Born on the 4th of July, 1787, in Camden, South Carolina, Chapman Levy studied law and was admitted to the bar in Columbia in 1806. A militia captain during the War of 1812, he served in both the state house and senate from Kershaw County. Attorney and legislator, soldier and master duelist, landowner and brickyard operator, Levy was a man of high profile and influence in his home state for 30 years before moving to Mississippi on the western frontier. Jewish by birth, he is listed in 1808 as an “incorporator” of the Camden Protestant Episcopal Church.
In 1820, Levy owned 31 slaves, 20 of whom were employed at his brickyard near Columbia Canal. These numbers, while low compared to plantation slave holdings, made him the largest Jewish slave owner in the United States. He had a hand in many economic enterprises as a creditor and one-man banking operation in the days before organized banks.
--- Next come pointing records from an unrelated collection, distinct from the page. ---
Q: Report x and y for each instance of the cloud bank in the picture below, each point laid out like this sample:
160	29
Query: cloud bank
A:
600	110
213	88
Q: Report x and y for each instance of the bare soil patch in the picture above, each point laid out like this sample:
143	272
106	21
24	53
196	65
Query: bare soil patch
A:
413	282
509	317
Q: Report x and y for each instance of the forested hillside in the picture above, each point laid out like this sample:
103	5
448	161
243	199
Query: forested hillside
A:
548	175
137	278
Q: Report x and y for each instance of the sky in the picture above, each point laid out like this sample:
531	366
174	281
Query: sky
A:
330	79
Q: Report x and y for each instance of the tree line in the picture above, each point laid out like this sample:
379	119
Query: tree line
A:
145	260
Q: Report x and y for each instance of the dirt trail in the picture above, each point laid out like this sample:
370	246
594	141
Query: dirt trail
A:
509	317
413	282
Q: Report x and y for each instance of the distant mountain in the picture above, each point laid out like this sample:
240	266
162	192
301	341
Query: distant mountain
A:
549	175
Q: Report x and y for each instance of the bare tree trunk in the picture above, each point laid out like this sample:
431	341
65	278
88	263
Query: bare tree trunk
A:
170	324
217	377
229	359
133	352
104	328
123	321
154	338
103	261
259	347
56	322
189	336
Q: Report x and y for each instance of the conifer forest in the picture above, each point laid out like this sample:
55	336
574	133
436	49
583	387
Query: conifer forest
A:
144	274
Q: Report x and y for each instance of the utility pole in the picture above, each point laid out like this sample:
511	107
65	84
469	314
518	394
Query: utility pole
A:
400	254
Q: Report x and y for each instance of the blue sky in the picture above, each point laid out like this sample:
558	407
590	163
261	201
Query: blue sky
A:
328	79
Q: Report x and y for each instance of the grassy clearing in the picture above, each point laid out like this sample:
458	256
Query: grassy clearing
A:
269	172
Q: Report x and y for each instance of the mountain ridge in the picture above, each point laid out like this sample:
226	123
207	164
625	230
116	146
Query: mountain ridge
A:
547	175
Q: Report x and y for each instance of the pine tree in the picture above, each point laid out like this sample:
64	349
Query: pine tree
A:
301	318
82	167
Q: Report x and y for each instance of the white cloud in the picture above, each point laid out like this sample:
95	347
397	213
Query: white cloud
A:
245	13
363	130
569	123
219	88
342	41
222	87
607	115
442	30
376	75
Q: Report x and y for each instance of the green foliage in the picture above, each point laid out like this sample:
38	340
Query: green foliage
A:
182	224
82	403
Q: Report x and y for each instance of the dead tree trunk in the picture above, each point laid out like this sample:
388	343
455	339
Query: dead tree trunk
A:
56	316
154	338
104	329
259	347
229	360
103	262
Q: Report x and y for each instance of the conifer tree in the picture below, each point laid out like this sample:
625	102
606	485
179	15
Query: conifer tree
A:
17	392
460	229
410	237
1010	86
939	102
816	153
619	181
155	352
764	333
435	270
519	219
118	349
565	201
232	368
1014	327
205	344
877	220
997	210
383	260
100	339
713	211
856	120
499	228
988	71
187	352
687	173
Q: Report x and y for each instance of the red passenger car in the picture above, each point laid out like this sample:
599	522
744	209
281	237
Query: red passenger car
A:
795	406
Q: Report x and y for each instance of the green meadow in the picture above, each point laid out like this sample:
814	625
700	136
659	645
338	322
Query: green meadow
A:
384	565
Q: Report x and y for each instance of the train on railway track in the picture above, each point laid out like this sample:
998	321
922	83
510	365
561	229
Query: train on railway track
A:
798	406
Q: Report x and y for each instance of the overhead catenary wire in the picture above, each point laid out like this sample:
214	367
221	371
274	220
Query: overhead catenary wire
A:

Active in the Masons, he served as “Worshipful Master” of Richmond Lodge #39, and probably helped found the Jewish burial society in 1822. The oldest surviving Jewish grave in Columbia belongs to his first wife, Flora, who died in 1823 after five years of marriage. He soon married a second time but this marriage too ended with the premature death of his wife Rosina in 1828.
Levy returned to his home town of Camden in the late 1820s and formed a law partnership with his lifelong friend, William McWillie. At the Nullification Convention of 1832, Levy argued vigorously against the right of a state to disobey a federal law. His legal work drew him to the western territories from which the Indians were being expelled, and in 1838 he and McWillie moved to Mississippi. Almost immediately he was urged to run for Congress and five years later was nominated for governor on the Democratic ticket, but he declined to run. (McWillie would later run for governor and win.) Levy died in 1849, at age 62, and was buried at McWillie’s plantation home, Kirkwood, in Mississippi.